While CC spoke, Knot continued his tapping.
bit – pause – bit – pause...
with that slight shift of emphasis. “Or, more simply,” Knot said, “we could fall on our human face and give the empire away to aliens.”

“Precisely. And that fall will occur, unless—”

The sequence ended. The Mombot-image stood frozen a moment. Then: “The command sequence has been administered,” CC announced. “This is now the override terminal, until such time as this status is revoked or another terminal is promoted. What is the directive?”

Had it really worked? Knot still distrusted this. Finesse had been offered to him as bait; he had snapped her up, and soon regretted it. Now CC itself was the bait...

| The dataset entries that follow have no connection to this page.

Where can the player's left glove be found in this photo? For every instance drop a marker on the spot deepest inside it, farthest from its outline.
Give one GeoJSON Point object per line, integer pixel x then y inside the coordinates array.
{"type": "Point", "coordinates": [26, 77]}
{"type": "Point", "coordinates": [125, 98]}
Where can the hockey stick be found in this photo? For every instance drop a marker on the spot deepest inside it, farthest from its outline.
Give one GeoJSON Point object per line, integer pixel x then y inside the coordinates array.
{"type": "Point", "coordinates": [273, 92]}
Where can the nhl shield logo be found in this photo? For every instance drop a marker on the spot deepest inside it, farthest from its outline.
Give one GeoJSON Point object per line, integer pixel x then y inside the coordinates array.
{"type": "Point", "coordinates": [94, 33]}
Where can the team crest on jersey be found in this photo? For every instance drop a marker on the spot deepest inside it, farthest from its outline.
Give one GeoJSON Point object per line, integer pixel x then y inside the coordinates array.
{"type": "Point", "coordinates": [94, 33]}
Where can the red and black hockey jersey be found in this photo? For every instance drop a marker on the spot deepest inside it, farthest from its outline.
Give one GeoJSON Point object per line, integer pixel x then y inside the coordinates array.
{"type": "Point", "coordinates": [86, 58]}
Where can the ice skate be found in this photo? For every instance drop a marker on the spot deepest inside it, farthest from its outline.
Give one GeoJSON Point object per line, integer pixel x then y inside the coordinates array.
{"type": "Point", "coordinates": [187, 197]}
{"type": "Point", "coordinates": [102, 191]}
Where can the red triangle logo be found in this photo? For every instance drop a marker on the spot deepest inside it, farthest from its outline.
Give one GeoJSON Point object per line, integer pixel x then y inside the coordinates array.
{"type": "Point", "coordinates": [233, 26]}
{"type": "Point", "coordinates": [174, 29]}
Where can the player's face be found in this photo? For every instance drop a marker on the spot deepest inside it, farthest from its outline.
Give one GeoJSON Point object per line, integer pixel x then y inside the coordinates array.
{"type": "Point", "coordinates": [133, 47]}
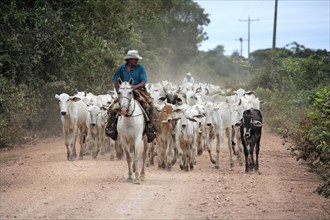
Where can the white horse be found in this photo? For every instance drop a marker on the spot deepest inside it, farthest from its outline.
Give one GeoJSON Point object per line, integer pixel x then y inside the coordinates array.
{"type": "Point", "coordinates": [130, 127]}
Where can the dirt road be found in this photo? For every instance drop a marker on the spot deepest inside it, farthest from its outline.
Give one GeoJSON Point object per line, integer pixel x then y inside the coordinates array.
{"type": "Point", "coordinates": [37, 182]}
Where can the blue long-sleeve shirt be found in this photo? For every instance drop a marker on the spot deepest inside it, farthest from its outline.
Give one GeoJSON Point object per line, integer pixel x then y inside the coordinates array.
{"type": "Point", "coordinates": [138, 74]}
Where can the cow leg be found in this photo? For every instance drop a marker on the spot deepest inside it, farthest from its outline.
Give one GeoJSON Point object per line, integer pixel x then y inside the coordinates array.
{"type": "Point", "coordinates": [161, 154]}
{"type": "Point", "coordinates": [209, 146]}
{"type": "Point", "coordinates": [256, 166]}
{"type": "Point", "coordinates": [246, 154]}
{"type": "Point", "coordinates": [169, 154]}
{"type": "Point", "coordinates": [217, 161]}
{"type": "Point", "coordinates": [239, 148]}
{"type": "Point", "coordinates": [199, 144]}
{"type": "Point", "coordinates": [251, 155]}
{"type": "Point", "coordinates": [233, 144]}
{"type": "Point", "coordinates": [67, 145]}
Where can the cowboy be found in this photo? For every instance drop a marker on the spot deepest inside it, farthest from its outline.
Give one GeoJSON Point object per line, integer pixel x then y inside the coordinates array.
{"type": "Point", "coordinates": [126, 71]}
{"type": "Point", "coordinates": [188, 79]}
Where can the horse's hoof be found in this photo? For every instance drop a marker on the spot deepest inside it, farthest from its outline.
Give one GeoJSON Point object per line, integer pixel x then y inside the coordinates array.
{"type": "Point", "coordinates": [137, 182]}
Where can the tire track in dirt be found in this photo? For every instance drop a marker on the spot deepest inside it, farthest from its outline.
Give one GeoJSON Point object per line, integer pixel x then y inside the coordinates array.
{"type": "Point", "coordinates": [38, 182]}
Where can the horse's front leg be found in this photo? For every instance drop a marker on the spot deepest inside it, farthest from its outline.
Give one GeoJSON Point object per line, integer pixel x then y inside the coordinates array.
{"type": "Point", "coordinates": [129, 164]}
{"type": "Point", "coordinates": [144, 158]}
{"type": "Point", "coordinates": [136, 158]}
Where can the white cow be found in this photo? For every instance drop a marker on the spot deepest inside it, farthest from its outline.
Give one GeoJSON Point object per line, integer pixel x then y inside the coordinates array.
{"type": "Point", "coordinates": [94, 123]}
{"type": "Point", "coordinates": [73, 116]}
{"type": "Point", "coordinates": [185, 136]}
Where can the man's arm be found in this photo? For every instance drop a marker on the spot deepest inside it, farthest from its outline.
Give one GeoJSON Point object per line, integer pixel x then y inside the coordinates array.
{"type": "Point", "coordinates": [139, 86]}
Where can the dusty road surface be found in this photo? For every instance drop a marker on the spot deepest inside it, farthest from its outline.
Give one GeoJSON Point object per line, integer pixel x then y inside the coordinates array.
{"type": "Point", "coordinates": [37, 182]}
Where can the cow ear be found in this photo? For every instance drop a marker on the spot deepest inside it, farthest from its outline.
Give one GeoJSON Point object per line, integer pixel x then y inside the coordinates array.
{"type": "Point", "coordinates": [162, 99]}
{"type": "Point", "coordinates": [257, 123]}
{"type": "Point", "coordinates": [237, 125]}
{"type": "Point", "coordinates": [199, 116]}
{"type": "Point", "coordinates": [175, 119]}
{"type": "Point", "coordinates": [131, 81]}
{"type": "Point", "coordinates": [120, 81]}
{"type": "Point", "coordinates": [179, 101]}
{"type": "Point", "coordinates": [191, 119]}
{"type": "Point", "coordinates": [75, 98]}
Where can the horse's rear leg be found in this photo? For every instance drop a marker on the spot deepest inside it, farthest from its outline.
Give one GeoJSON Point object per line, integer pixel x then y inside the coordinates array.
{"type": "Point", "coordinates": [144, 158]}
{"type": "Point", "coordinates": [129, 164]}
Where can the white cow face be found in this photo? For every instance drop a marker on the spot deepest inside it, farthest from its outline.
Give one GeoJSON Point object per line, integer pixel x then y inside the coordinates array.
{"type": "Point", "coordinates": [64, 102]}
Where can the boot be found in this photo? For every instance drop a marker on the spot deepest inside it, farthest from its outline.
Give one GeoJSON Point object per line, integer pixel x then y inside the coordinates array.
{"type": "Point", "coordinates": [111, 128]}
{"type": "Point", "coordinates": [150, 132]}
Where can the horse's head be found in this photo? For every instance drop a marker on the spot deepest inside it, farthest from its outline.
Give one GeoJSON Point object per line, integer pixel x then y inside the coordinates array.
{"type": "Point", "coordinates": [125, 95]}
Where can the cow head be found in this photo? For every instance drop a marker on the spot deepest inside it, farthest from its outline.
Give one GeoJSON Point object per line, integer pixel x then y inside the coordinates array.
{"type": "Point", "coordinates": [64, 102]}
{"type": "Point", "coordinates": [250, 123]}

Knot decided to test it with a demand that could be laughed off as humor if it failed. “I, Knot 710225430613, am now declared to be the emperor of the galaxy, above the Galactic Concord and the prior program of the Coordination Computer. All directives of mine are to be executed without question or hesitation. Acknowledge.”

“Knot!” Finesse protested, aghast.

“Acknowledged, Emperor Knot,” CC said.

Did machines really play such games? Surely they did, when they had reason—and CC had reason to humor Knot. Yet the rationale made sense: there always had to be an absolute guard against self-will by the machine, and complete, unquestioning subservience to human authority was such a guard. To
authorized
human authority, as determined by a special recognition code. Yet again, how could he be sure he had been given the legitimate code? More testing was needed.

“I thirst; bring me a flagon of milk of paradise.” In modern times, this was the mildly intoxicating, thoroughly satisfying brew concocted from the vines growing only on the Planet of Paradise, fabulously expensive. Knot had never tasted it, and knew that even wealthy persons took it in tiny vials, one sip at a time. His demand for a full flagon was ridiculous.